The primary (the bit that you plug into the mains) will be the series-wound 10-100-0-100-10-20 windings (think of each pin relative to the 0v point, with the pins on the left being a notional -, and the pins on the right being a notional +, then the left-most '10' is -10-100 (=-110) wrt to the 0v line, and the right most '20' is 100+10+20 = 130V, and the difference between these is 130 - (-110) = 240V. If that makes sense?

Then the secondaries, you have a 20-0-20 winding (essentially, a 40V, centre-tapped winding) and two individual 50V windings, which I guess is what you're looking to use. The problem is that this 50V is the RMS value of the AC output, whereas your DM542t - if these need a maximum of 50VDC, then the peak voltage from the transformer under no/low load is effectively 50 x 1.414 = ~70V (drop a volt over the bridge rectifier) and the smoothing capacitor would rise to this. This is likely enough to damage the drivers.

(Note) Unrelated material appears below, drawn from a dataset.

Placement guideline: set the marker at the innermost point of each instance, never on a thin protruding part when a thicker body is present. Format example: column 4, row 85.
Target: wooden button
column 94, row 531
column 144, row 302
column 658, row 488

The problem is how to lower the voltage to a safe level for the drivers - which is a bit more complex than the bridge/capacitor solution proposed. Plus, if you're trying to drop say 25V from this you're essentially trying to dissipate a third of the power of the transformer somehow (i.e. big heatsinks = £££).

Do you already own the drivers?, if not it might be better looking for drivers that support 80V.